SFSAS Founder and Teacher Featured in Book about Managing Active Classrooms
Centaur (3rd/4th grade) Teacher Todd Stiewing and SFSAS Founder Rayna Dineen were featured in a recently published book entitled, "Management in the Active Classroom." It is a guide to classroom management that that will help teachers build respectful, active, collaborative, growth-oriented classrooms. Good classroom management skills aren't magic or a lucky gift given to a chosen few. This guide provide clear, straightforward guidance to help all teachers learn, practice, and master structures and practices that build self-discipline and responsibility in their students.
Here are excerpts from the book:
Problem Solving and Consequences for Poor Choices
Consequences in your classroom should help students learn and grow
"The whole idea," says Rayna Dineen, veteran Expeditionary Learning teacher and educator for over 30 years, "is that you should do your best to talk to kids and work with them in the same way you would speak to an adult friend who needed help and guidance. You would never speak to a friend the way I have sometimes heard adults speak to children."
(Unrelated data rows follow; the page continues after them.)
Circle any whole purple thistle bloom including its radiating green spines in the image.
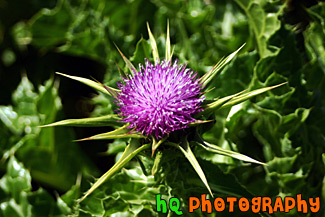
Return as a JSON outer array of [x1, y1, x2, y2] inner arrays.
[[46, 22, 282, 201]]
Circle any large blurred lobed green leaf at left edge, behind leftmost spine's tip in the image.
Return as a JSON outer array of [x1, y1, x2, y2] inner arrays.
[[0, 76, 96, 192]]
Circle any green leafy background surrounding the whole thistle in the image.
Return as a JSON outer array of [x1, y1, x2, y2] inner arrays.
[[0, 0, 325, 217]]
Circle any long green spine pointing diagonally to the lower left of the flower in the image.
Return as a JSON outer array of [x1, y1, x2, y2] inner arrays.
[[78, 140, 151, 203]]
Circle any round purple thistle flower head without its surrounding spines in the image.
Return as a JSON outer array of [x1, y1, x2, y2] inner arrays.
[[117, 60, 204, 139]]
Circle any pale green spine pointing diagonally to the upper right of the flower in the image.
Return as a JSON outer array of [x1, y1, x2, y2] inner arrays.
[[199, 44, 245, 86]]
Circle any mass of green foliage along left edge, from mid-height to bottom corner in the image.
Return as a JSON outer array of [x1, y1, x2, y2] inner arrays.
[[0, 76, 93, 216]]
"Consequences aren't punishment," she says. "They are a form of specific, kind and helpful feedback. That way, they are something a kid can grab onto; it doesn't feel out of left field. For example, I was working with a little guy who was so enthusiastic about being near his friends that he was literally sitting on top of them when they circled up for whole group instruction. This repeatedly happened day after day. I saw the teacher react to this behavior by yelling at the child and angrily moving him, and sometimes giving him a punishment, such as taking away recess. But where is the logic in that? There is no connection for the child between the act and the consequence. Even just moving him didn't help hi understand what he needed to do differently.
"So I recommended that the teacher get a little squishy seat for him to sit on, so he could see where his physical boundaries were. You could use a carpet square, or even just a box taped on the rug - anything to help him clearly see where his seating area was. This could feel like a punishment, of course, if you're not careful. If you make a face and throw down the cushion and growl, 'That's it! You're sitting here from now on!' that will feel like a punishment to the student. Instead, you go down to eye level and you whisper. You say, "Hey - you know how you're sitting on top of other kids kind of bugs them? I have an idea to help.' You can show the child the seat or carpet square you have found for him. Of course, it's ideal if every child has a similar seat or area as well, so this one child doesn't feel singled out."
Todd Stiewing, of the Santa Fe School for the Arts & Sciences, has developed key practices to keep his third- and fourth-graders organized. "First," he starts, "I have a set of four bins that organize the paper they use for assignments: recyclable paper, graph paper (I've made my own with one-centimeter squares), clean photocopy paper, and clean wide-ruled paper, I also have a bucket of half sheets of paper for quick-writers and the like.
"Since I've incorporated that system, we use and discard far less paper. The system helps kids understand that there is certain paper that is appropriate for certain tasks, like drafting drawings. The good paper, the clean photocopy paper, is reserved only for final copies. The kids have started talking about them with real reverence. 'Can I use a clean piece of paper?' they say with amazement. It's like a nugget of gold. It's a real, cherished piece of paper for a special final project.
"We also purge. This is important," he says. "We do this every time we start a new unit or a new project. We'll go through their subject folder and take out anything from the previous unit and transfer it to their working portfolios, so they don't overload those little pockets, and the students don't get overwhelmed. I also never let them recycle anything unless they run it by me first. You never know what will work to show mastery in an end-of-year portfolio, for example. One student put a piece of paper in her portfolio that for most kids would have been scrap, but she said, 'This is when I finally got how to work out a long-division problem.'
"But you know, what paper management comes down to ultimately is conversations about quality work," Todd summarizes. "We talk about quality. We talk about drafts. Kids say to new kids, 'Oh boy...you don't know about drafts yet! We don't work on things once...we work on things for a long, long time.' Kids are good about taking their peers under their wings and explaining the whole point of staying organized. 'This might be something you want to show to your parents at the end of the year,' they say."